そんな人は、その恵まれた環境を大切にした方が良い。
しかし、それは「知らない」ことすら忘れていくリスクも同時に孕んでいる。
仕事の打ち合わせが、煮詰まってなかなか前に進まない。
いつものプレゼンテーションの資料が、今回ばかりは使えない。
クライアントの担当者が超曲者でトークが弾まない。
彼女とのデートの会話がマンネリで楽しくない。
こんな時「知らない」で済んでたことが必要だったと気付く。
ピンチを感じた時には、もう遅い。
だが、同じピンチを減らすことはできる筈だ。
まずは本屋を“一巡”
そこで提案だ。
近くの本屋に行ってみるのはどうだろう。
オススメは大きな本屋だ。
東京の大きな本屋なら、例えばここ。
http://www.junkudo.co.jp/mj/store/store_detail.php?store_id=1
紀伊国屋 新宿本店
https://www.kinokuniya.co.jp/c/store/Shinjuku-Main-Store/
八重洲ブックセンター本店
http://www.yaesu-book.co.jp/
丸善 丸の内本店
http://www.junkudo.co.jp/mj/store/store_detail.php?store_id=3
いずれも1,000坪以上ある大型店だ。
大型書店に行ったことのない人にとっては、書籍数だけで驚きだろう。
これらの大型書店にある書籍を全て読むと、かなりの知識人だ。
寝る時間も、デートの時間も、働いてる時間も削るか?
1日24時間しかない。無理だ。そもそも本末転倒である。
そこで、書店の全フロアーを巡って見てほしい。
買わなくても良い。只々、本屋を“一巡”する。
適当に本のタイトルを見ながら…。
すると、「重力」「野蛮」「デザイン」「スペイン」「心理学」「細胞」「社会」さまざまなキーワードが飛び込んでくるはずだ。
今まで興味のなかった「アート」もだ。
「知らないことを、忘れている」ことにハタと気付かされるだろう。
眠っていた“知的好奇心”が目覚めた瞬間だ。
気になった本をペラペラとめくってみるのもいいだろう。
椅子が用意してあるお店もあるので、何冊か腰を据えて「はじめに」の部分だけ読んでみるのもいいだろう。

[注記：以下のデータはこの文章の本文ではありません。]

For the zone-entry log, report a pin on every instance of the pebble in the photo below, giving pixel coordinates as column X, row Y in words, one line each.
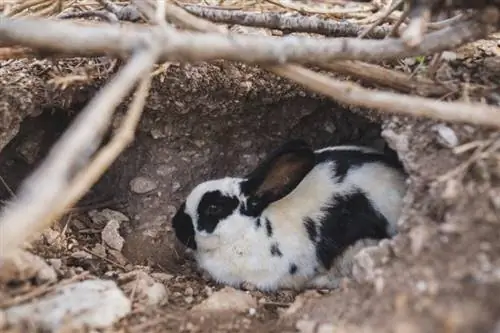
column 22, row 265
column 312, row 326
column 50, row 235
column 102, row 217
column 3, row 320
column 81, row 255
column 144, row 287
column 446, row 136
column 365, row 261
column 419, row 236
column 141, row 185
column 91, row 304
column 55, row 263
column 162, row 277
column 227, row 299
column 110, row 235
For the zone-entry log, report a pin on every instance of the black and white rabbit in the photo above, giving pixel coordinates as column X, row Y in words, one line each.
column 291, row 222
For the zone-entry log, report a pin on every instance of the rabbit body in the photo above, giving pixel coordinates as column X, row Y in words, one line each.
column 297, row 220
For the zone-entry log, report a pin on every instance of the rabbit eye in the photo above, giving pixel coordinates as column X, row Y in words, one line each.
column 213, row 209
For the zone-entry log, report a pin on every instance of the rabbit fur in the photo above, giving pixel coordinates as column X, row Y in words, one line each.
column 297, row 220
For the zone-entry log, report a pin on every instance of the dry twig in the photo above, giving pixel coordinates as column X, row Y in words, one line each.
column 33, row 209
column 71, row 39
column 286, row 22
column 388, row 78
column 352, row 94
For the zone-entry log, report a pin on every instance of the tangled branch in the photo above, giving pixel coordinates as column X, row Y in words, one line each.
column 63, row 38
column 74, row 163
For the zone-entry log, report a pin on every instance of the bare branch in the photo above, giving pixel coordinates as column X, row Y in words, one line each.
column 68, row 38
column 388, row 78
column 33, row 209
column 282, row 21
column 353, row 94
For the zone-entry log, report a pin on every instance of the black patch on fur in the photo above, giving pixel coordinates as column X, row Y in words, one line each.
column 258, row 223
column 183, row 227
column 269, row 228
column 275, row 250
column 312, row 232
column 300, row 159
column 350, row 219
column 346, row 160
column 253, row 208
column 213, row 207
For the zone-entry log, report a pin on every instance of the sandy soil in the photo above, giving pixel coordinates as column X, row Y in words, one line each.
column 440, row 274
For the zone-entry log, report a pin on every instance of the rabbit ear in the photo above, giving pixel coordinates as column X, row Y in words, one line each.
column 183, row 227
column 279, row 173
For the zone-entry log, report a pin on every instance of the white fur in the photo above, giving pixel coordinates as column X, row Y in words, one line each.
column 238, row 252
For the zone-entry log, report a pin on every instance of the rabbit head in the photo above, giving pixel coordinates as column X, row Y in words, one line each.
column 219, row 211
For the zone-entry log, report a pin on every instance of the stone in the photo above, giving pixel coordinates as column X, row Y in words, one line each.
column 82, row 255
column 162, row 277
column 367, row 259
column 419, row 236
column 111, row 236
column 144, row 287
column 227, row 299
column 142, row 185
column 446, row 136
column 94, row 304
column 102, row 217
column 50, row 236
column 3, row 320
column 22, row 265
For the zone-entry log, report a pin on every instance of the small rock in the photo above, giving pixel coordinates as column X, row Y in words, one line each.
column 449, row 56
column 22, row 266
column 452, row 227
column 144, row 287
column 99, row 249
column 3, row 320
column 55, row 263
column 311, row 326
column 111, row 236
column 446, row 136
column 451, row 190
column 50, row 235
column 176, row 186
column 157, row 133
column 227, row 299
column 81, row 255
column 365, row 261
column 419, row 236
column 102, row 217
column 95, row 304
column 379, row 284
column 162, row 277
column 118, row 257
column 398, row 141
column 141, row 185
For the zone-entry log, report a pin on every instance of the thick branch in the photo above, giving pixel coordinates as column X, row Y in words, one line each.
column 71, row 39
column 281, row 21
column 352, row 94
column 45, row 189
column 388, row 78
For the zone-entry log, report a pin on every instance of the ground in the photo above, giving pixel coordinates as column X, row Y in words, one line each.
column 440, row 274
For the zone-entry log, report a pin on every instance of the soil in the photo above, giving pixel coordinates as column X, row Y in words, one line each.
column 441, row 273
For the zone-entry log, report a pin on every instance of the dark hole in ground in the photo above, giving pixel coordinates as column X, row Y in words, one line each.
column 176, row 151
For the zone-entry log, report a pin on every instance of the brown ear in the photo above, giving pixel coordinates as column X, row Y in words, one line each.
column 280, row 173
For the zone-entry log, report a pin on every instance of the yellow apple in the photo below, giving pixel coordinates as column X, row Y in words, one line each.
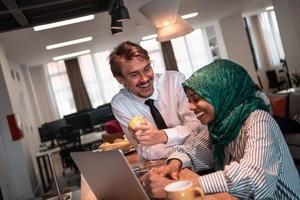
column 137, row 120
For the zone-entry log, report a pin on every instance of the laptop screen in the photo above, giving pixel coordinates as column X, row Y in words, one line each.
column 109, row 175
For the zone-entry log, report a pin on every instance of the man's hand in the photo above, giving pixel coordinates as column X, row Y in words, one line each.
column 156, row 183
column 147, row 134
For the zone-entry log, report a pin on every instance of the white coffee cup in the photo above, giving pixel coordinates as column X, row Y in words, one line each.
column 183, row 190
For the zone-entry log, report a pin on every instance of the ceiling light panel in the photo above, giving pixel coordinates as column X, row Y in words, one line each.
column 270, row 8
column 63, row 23
column 68, row 43
column 71, row 55
column 190, row 15
column 148, row 37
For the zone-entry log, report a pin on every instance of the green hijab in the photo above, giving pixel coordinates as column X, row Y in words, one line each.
column 228, row 87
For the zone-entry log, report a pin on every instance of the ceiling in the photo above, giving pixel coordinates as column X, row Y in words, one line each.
column 17, row 14
column 26, row 47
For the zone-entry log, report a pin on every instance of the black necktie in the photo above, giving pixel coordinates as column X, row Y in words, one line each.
column 159, row 120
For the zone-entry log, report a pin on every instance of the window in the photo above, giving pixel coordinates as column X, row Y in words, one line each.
column 266, row 41
column 61, row 88
column 271, row 36
column 154, row 50
column 90, row 80
column 191, row 52
column 98, row 79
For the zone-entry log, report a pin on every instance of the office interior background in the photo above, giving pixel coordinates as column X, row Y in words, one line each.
column 37, row 89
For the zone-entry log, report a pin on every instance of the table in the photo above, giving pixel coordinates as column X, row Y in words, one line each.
column 43, row 161
column 87, row 194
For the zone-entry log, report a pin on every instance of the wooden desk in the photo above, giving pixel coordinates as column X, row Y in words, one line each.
column 87, row 194
column 44, row 163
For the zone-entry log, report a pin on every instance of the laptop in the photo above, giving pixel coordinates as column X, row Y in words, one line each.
column 109, row 175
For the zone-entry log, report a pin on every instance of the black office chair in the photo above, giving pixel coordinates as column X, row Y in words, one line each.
column 68, row 139
column 274, row 83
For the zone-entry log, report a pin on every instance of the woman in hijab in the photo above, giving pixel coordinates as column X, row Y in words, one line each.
column 243, row 143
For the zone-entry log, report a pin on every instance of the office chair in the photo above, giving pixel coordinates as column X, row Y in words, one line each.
column 274, row 83
column 68, row 139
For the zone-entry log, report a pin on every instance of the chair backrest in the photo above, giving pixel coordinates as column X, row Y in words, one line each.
column 68, row 139
column 113, row 126
column 273, row 80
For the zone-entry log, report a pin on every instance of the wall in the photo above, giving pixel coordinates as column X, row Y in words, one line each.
column 19, row 181
column 236, row 43
column 288, row 15
column 44, row 105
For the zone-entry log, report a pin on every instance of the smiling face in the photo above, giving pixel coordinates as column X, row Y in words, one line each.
column 204, row 111
column 137, row 77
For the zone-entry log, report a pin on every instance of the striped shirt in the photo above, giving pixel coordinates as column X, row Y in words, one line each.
column 258, row 164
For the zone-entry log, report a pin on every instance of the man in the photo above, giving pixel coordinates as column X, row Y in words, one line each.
column 130, row 65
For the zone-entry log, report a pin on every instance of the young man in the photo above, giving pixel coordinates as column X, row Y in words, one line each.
column 131, row 66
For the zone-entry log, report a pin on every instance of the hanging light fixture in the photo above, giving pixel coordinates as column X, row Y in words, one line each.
column 119, row 13
column 122, row 13
column 116, row 31
column 174, row 30
column 115, row 24
column 164, row 16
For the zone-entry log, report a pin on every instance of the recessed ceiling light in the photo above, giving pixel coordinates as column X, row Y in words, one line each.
column 190, row 15
column 63, row 23
column 68, row 43
column 269, row 8
column 148, row 37
column 71, row 55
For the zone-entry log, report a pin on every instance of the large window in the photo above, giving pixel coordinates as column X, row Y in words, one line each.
column 61, row 88
column 89, row 77
column 271, row 36
column 98, row 79
column 266, row 39
column 191, row 52
column 154, row 50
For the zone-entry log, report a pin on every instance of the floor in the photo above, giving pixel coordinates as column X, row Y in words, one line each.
column 67, row 182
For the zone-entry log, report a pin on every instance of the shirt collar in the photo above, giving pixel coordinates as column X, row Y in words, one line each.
column 154, row 96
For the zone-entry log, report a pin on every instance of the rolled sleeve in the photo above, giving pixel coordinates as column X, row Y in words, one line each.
column 214, row 182
column 184, row 158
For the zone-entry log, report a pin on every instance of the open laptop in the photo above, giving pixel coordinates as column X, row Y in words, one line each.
column 109, row 175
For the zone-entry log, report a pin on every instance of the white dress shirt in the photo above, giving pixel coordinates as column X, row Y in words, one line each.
column 171, row 101
column 258, row 164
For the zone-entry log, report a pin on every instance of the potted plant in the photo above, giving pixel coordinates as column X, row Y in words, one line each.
column 296, row 79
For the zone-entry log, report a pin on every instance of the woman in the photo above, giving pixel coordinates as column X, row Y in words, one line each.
column 243, row 142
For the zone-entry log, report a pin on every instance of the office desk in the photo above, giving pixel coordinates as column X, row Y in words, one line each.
column 87, row 194
column 43, row 161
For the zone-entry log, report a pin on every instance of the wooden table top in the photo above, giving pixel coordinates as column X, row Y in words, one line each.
column 87, row 194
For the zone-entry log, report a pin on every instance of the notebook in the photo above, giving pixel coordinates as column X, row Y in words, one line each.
column 109, row 175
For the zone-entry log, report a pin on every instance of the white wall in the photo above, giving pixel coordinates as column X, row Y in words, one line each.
column 16, row 160
column 236, row 43
column 288, row 15
column 44, row 105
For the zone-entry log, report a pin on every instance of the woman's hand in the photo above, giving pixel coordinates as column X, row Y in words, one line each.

お店を出て、印象に残った「キーワード」を後にスマホで検索してみてもいいだろう。
こんな他愛もない行動で、あなたの知的好奇心は徐々に育ち、いつの間にか、打ち合わせ、資料作り、コンパ、デートのピンチにいつか役に立つはずだ。
さらに、また面白いのが書店員のキュレーション力だ。
「こんなアイデアがありますよ」「こんな感性が磨けますよ」と本の陳列によって雄弁に訴えかけてくる。
まるで店員さんが、全ての本を読んだ如くだ。
彼らを例えるならば、学生時代にさまざまな「知らないキーワード」を教えてくれた友人のようだ。
付き合わない理由はない。
その友人達は、ピンチを減らすあなたの大切なサポーターになるはずだ。
そんな彼らとの出会いの場所をなくさないためにも“一巡”して「この本持ってると女子ウケしそう」なんて、邪な動機でもいい。
一冊買ってみよう。
きっと彼らもまた喜んでくれるだろう。
その邪な動機で購入した本でも、机の上や本棚に飾っておけば、数年後、フトした拍子に「こんなアイデアありますよ」と語りかけてくれるはずだ。